From Corwin Fee's perspective, it's about time farmers who have practiced conservation for years begin to reap some rewards. Fee, of Knoxville, IA, grows corn and soybeans and has a cow-calf herd among the rolling hills of southern Iowa.

“I'm not just an environmentalist, I'm a steward of the land, and I think the land needs to be productive,” says Fee. “There's so much hunger and so many things we can do, we need to keep the land productive. My father-in-law, Lowell Johnson, was a conservationist and environmentalist before me, so I've kept up that tradition.”

Fee says 100% of his farmland is under some type of conservation practice. He has implemented terraces, contour farming, and strip-crop farming, as well as an intensive grazing system. In addition, 100% of his corn and soybean acres are no-till.

“Those who have been using conservation practices shouldn't be penalized. We've been penalized by the past several farm bills,” Fee says. “The farm programs reward the person who stresses production over the environment and I think this program looks like a chance to change that focus and at least put an equal focus on environmental and production techniques.”

He's developed a thick skin over the years, from 30 years ago when he and his father-in-law implemented no-till and were called “trash farmers” by neighbors, to more recent reductions in conservation programs. He's hoping CSP is a step in the right direction.

“I feel no guilt whatsoever having our urban neighbors and friends help pay us for what we're doing because they (benefit from) it. We have cleaner water, we keep our land where it's supposed to be — not going down into the Gulf of Mexico — and we're still producing a very cheap, safe food product.”

There is some concern about the viability of the program. Authorized for the next seven years, it isn't subject to appropriations from Congress each year. However, McBeth says, the administration can delay its implementation or Congress can scale back implementation with rider language.

“In a time when federal government surpluses are pretty much gone for the next budget period, the budget hawks are looking to pinch pennies wherever they can,” he says. “Some folks could determine conservation programs are one area where they could spend less.
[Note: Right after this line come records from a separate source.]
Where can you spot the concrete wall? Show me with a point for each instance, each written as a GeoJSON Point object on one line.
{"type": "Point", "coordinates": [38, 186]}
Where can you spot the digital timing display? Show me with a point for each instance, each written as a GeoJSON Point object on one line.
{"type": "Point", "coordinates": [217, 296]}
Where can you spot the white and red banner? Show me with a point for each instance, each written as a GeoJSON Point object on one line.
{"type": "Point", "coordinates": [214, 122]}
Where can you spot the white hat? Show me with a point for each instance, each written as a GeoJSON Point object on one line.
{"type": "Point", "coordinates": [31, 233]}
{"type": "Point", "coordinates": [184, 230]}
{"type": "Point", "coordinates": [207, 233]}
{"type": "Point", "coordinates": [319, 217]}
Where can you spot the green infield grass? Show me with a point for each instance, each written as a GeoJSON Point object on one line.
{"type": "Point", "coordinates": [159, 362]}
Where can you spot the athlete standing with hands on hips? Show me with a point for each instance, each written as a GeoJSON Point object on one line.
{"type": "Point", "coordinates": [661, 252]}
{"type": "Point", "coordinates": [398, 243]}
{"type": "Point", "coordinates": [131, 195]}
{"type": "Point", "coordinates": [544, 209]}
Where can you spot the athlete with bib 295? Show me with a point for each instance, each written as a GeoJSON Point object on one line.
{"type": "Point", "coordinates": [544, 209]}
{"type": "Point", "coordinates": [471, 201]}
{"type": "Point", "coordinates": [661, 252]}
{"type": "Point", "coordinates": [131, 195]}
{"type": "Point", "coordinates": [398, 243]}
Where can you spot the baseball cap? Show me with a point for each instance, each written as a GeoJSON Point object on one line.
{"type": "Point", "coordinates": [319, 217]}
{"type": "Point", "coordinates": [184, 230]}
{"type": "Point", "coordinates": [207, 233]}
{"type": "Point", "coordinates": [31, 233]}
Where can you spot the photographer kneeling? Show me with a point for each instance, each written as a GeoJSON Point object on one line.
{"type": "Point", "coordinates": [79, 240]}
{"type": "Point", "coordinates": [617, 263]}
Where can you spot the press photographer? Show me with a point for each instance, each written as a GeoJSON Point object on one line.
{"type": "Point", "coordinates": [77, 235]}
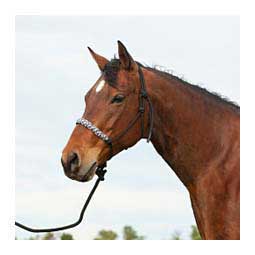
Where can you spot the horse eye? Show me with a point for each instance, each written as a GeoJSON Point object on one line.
{"type": "Point", "coordinates": [117, 99]}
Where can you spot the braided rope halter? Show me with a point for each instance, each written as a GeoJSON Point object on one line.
{"type": "Point", "coordinates": [100, 171]}
{"type": "Point", "coordinates": [143, 95]}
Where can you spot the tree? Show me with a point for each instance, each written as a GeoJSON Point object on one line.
{"type": "Point", "coordinates": [194, 235]}
{"type": "Point", "coordinates": [106, 235]}
{"type": "Point", "coordinates": [176, 236]}
{"type": "Point", "coordinates": [49, 236]}
{"type": "Point", "coordinates": [66, 236]}
{"type": "Point", "coordinates": [130, 234]}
There's some concern, but there's a lot of support for the program, too.”

Three Tiers For Base Payments

Here's a look at the three-tiered approach that will be used when offering base payments.

  • Tier I addresses at least one natural resource concern to a non-degradation level on part of the ag operation. Base payment is 5% of either the average national rental rate for the 2001 crop year for the specific land use or another appropriate rate that ensures regional equity up to $5,000. Tier I contracts are limited to five years and $20,000 annually.

  • Tier II goes a step further; it must treat one natural resource concern to a non-degradation level and involve the entire ag operation. Base payment is 10% of either the average national rental rate for the 2001 crop year for the specific land use or another appropriate rate that ensures regional equity up to $10,500. Tier II contracts range from 5-10 years, as determined by the producer, and are limited to $35,000 annually.

  • Tier III is the highest level of conservation management; it must treat all natural resource concerns to a non-degradation level and must involve the entire ag operation. Base payment is 15% of either the average national rental rate for the 2001 crop year for the specific land use or another appropriate rate that ensures regional equity up to $13,500. Tier III contracts range from 5-10 years, as determined by the producer, and are limited to $45,000 annually.

In addition to the base payment, participants may receive up to 75% (up to 90% for beginning farmers and ranchers) of the cost of adopting or maintaining conservation practices. That's as determined by the county average costs for 2001 of conservation practice maintenance, unless a maintenance agreement exists or practices are required by conservation compliance.